Even the impressive US-Taiwan ties the Tsai Administration forged rest on the foundation that these first-generation Taiwanese-American activists built over a long period of time. 

Certainly, after seeing how overseas Taiwanese-Americans poured out their support during the Sunflower Movement, there have been young mainstream politicians and activists trying to build relationships. But just a handful of meetings over a few years isn’t enough to communicate what’s really happening in Taiwan to people overseas. Put cynically, with such a wealthy group of non-voters, with more passion than voters in Taiwan, Taiwan-based politicians often see overseas Taiwanese supporters as merely a tool for rallying and an ATM for fundraising.
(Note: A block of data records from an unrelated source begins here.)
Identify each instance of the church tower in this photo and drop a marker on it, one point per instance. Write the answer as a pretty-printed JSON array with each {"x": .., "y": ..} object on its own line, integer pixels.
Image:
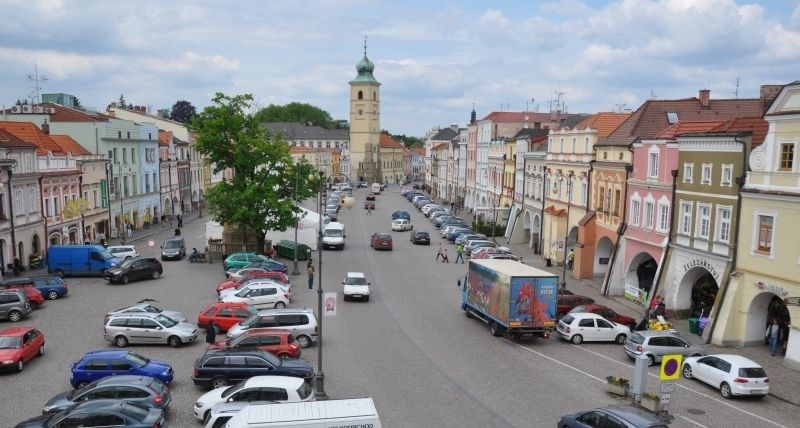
[{"x": 365, "y": 123}]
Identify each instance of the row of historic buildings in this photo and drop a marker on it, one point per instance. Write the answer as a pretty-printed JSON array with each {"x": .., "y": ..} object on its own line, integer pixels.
[{"x": 692, "y": 199}]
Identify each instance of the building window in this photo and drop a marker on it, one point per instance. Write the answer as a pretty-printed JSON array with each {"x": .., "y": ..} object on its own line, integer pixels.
[
  {"x": 787, "y": 156},
  {"x": 635, "y": 212},
  {"x": 688, "y": 172},
  {"x": 703, "y": 221},
  {"x": 727, "y": 175},
  {"x": 723, "y": 224},
  {"x": 686, "y": 218}
]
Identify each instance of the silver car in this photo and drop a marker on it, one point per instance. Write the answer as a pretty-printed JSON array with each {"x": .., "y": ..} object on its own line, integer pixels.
[
  {"x": 147, "y": 328},
  {"x": 657, "y": 343}
]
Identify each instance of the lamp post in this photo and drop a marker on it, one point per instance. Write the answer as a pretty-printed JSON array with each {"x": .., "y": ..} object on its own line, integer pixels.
[{"x": 349, "y": 202}]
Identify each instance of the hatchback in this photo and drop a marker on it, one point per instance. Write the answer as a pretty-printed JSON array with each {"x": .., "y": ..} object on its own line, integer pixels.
[
  {"x": 99, "y": 364},
  {"x": 223, "y": 315},
  {"x": 18, "y": 346},
  {"x": 279, "y": 343},
  {"x": 144, "y": 390},
  {"x": 731, "y": 374},
  {"x": 282, "y": 389},
  {"x": 656, "y": 343},
  {"x": 381, "y": 241},
  {"x": 134, "y": 269}
]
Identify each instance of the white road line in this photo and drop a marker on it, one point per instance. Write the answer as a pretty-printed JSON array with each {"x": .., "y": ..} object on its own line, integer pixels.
[{"x": 650, "y": 374}]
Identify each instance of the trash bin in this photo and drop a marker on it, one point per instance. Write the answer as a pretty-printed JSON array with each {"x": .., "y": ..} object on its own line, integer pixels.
[{"x": 693, "y": 325}]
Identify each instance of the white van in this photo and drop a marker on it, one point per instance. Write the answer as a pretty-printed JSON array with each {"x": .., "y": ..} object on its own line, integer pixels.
[
  {"x": 333, "y": 236},
  {"x": 357, "y": 412}
]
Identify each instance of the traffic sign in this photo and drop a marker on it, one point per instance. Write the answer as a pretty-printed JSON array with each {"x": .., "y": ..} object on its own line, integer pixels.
[{"x": 671, "y": 367}]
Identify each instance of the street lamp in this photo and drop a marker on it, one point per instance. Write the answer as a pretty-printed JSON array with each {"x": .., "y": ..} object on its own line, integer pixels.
[{"x": 348, "y": 202}]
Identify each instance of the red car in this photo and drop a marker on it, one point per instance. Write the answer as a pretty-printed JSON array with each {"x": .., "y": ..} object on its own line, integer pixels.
[
  {"x": 18, "y": 345},
  {"x": 34, "y": 296},
  {"x": 276, "y": 276},
  {"x": 607, "y": 313},
  {"x": 224, "y": 315},
  {"x": 279, "y": 343},
  {"x": 381, "y": 241}
]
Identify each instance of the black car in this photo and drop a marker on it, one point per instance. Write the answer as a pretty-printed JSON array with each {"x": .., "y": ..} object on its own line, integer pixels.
[
  {"x": 420, "y": 237},
  {"x": 144, "y": 390},
  {"x": 100, "y": 413},
  {"x": 133, "y": 269},
  {"x": 225, "y": 367}
]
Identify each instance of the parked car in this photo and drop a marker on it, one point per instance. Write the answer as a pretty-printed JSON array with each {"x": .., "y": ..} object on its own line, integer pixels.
[
  {"x": 656, "y": 343},
  {"x": 731, "y": 374},
  {"x": 101, "y": 413},
  {"x": 123, "y": 329},
  {"x": 420, "y": 236},
  {"x": 18, "y": 346},
  {"x": 223, "y": 315},
  {"x": 301, "y": 322},
  {"x": 355, "y": 286},
  {"x": 14, "y": 305},
  {"x": 381, "y": 241},
  {"x": 279, "y": 343},
  {"x": 135, "y": 269},
  {"x": 617, "y": 416},
  {"x": 589, "y": 327},
  {"x": 144, "y": 307},
  {"x": 123, "y": 252},
  {"x": 145, "y": 390},
  {"x": 282, "y": 389},
  {"x": 95, "y": 365},
  {"x": 218, "y": 368},
  {"x": 607, "y": 313}
]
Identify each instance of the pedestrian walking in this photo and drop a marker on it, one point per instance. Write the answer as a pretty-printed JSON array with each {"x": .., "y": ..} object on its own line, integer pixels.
[{"x": 459, "y": 253}]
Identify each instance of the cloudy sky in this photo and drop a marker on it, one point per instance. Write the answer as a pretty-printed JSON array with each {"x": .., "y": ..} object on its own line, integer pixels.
[{"x": 433, "y": 58}]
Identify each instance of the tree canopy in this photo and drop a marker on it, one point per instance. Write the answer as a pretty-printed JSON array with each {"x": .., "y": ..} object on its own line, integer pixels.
[
  {"x": 182, "y": 111},
  {"x": 260, "y": 195}
]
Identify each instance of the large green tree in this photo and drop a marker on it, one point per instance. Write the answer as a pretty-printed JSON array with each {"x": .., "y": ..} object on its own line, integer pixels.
[{"x": 260, "y": 195}]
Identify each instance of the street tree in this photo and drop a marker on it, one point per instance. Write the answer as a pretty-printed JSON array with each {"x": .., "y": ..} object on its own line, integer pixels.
[
  {"x": 259, "y": 197},
  {"x": 182, "y": 111}
]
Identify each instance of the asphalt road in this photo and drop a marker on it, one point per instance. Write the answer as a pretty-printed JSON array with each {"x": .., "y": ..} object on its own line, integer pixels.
[{"x": 410, "y": 347}]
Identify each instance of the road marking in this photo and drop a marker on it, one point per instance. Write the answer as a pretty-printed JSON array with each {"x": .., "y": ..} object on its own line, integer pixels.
[{"x": 649, "y": 374}]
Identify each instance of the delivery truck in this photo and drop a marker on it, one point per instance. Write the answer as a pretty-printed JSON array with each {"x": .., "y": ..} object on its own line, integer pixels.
[{"x": 514, "y": 299}]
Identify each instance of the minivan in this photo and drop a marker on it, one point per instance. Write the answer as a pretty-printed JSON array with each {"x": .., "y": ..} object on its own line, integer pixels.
[{"x": 79, "y": 260}]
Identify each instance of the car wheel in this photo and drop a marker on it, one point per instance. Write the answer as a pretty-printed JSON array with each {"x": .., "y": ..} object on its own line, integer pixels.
[
  {"x": 725, "y": 390},
  {"x": 174, "y": 341},
  {"x": 121, "y": 341},
  {"x": 304, "y": 341},
  {"x": 218, "y": 382}
]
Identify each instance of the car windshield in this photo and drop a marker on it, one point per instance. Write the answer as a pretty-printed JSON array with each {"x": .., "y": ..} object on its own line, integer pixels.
[
  {"x": 136, "y": 359},
  {"x": 10, "y": 342},
  {"x": 166, "y": 321}
]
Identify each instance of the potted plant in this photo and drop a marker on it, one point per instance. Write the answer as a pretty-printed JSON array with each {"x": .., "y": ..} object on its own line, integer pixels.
[
  {"x": 617, "y": 385},
  {"x": 651, "y": 402}
]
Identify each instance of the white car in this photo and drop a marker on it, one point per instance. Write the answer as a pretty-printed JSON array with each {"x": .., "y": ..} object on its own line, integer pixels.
[
  {"x": 731, "y": 374},
  {"x": 123, "y": 252},
  {"x": 282, "y": 389},
  {"x": 355, "y": 286},
  {"x": 258, "y": 294},
  {"x": 589, "y": 327},
  {"x": 401, "y": 225}
]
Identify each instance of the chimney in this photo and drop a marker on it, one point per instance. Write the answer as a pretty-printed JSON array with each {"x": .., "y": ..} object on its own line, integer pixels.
[{"x": 705, "y": 96}]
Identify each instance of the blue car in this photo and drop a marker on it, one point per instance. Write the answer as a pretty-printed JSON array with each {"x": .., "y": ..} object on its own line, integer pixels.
[{"x": 99, "y": 364}]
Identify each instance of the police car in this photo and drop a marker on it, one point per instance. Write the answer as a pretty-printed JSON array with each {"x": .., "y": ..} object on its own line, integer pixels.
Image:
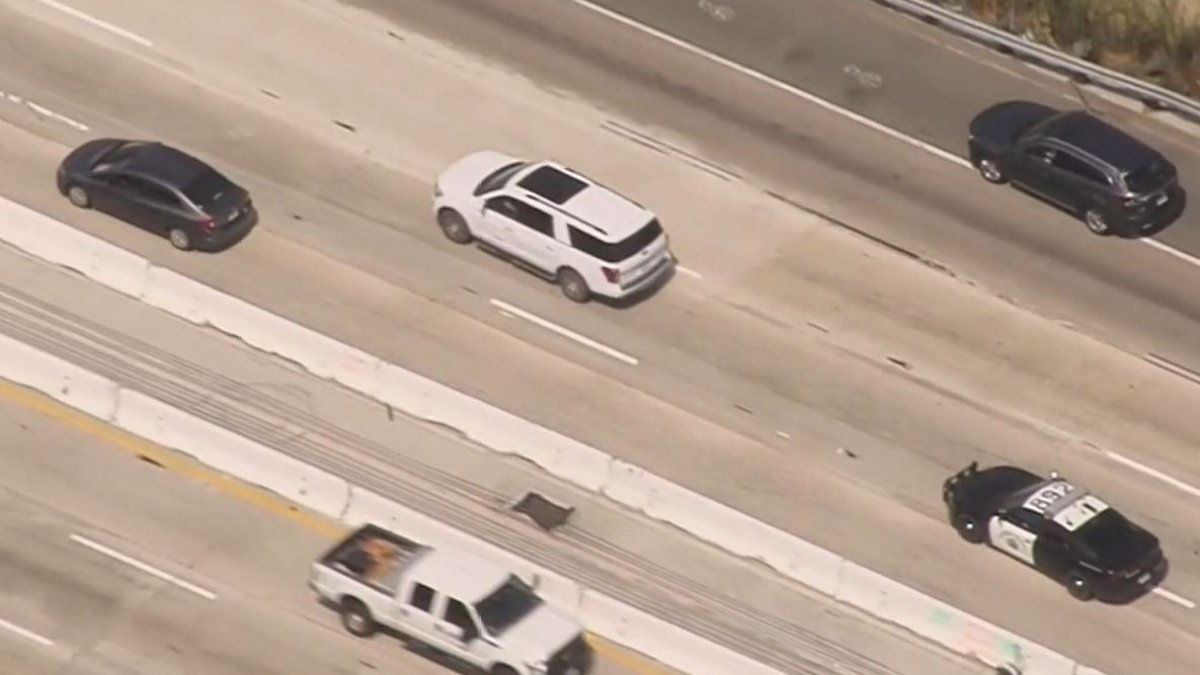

Otherwise, they can be easily ignored given how far away they are from the action.  

What’s worse, these people who gave much of their energy and wealth to Taiwan but are often ignored, are sometimes ridiculed as “people living the good life abroad but who love to talk trash about stuff in Taiwan.” Without actual votes in Taiwan, there aren’t too many people willing to speak up for them.  

And whether intended or not, sometimes people from Taiwan talk only about current issues that are convenient for their own short-term political interests. Over a brief meeting, there isn’t much time or energy, or the desire, to truly communicate to overseas Taiwanese about long term challenges and visions. There aren’t many Taiwan activists who are willing to sit down with overseas Taiwanese, to understand their feelings of being ignored, and to work on issues they care about but that have gone out of favor in mainstream political discourse in Taiwan (such as former president Chen Shui-bian’s legal case). 

No wonder these two groups of people, the overseas Taiwanese and the Taiwanese youth, despite having the same vision for Taiwan, are on different wavelengths. The “Taiwan Civil Government,” a certified scam [promising Taiwan independence while asking for donations], still has supporters in the US. This shows how wide the difference in information and understanding between the two groups are. 

Worse, the more elderly of the overseas independence supporters still see the independence movement as an underground, illicit activity that can be cracked down. As a result, they give without asking for accountability nor do they ask for a return. This could be taken advantage of by scammers, but could also result in them feeling “why aren’t there any results if I risk my life for this” or “someone must have screwed up.” It’s a convoluted mix of personal and political responsibilities and emotions. Hence, the “truth” they see through the lens of their life experiences and emotions are very different from that of young independence supporters in Taiwan. 

Accountability the key to healthy relationships 

Even if Tsai and Lai supporters within the DPP cannot regain trust in each other in the short run, I still hope for different generations of Taiwanese people, whether in Taiwan or overseas, to stand together in this critical moment for the movement. Perhaps we should drop the “old green men” and “progressive youth” labels already. Perhaps we should also stop using seniority or “who owes whom” as excuses to avoid reflection and debate. 

We the young generation should spend some time to empathize with the overseas Taiwan independence activists’ life stories (perhaps starting by building an oral history). Older generations should understand that today’s statehood movement and democratic politics are not the zero-sum games they were in the past, and Taiwan Independence is no longer a dangerous underground movement. Different generations need to work together, and start with accountability and procedural ethics within our advocacy efforts, including clarity in finances and information flows.

The vision we have of a new politics and statehood for Taiwan shouldn’t be limited to fancy graphic designs, or empty slogans. We shouldn’t sacrifice the energy and intellect of our people just to mobilize for short term gains. Understanding each other’s life stories, having healthier conversations, and to be honest about our difficulties and priorities, is perhaps the first step to breaking the ice.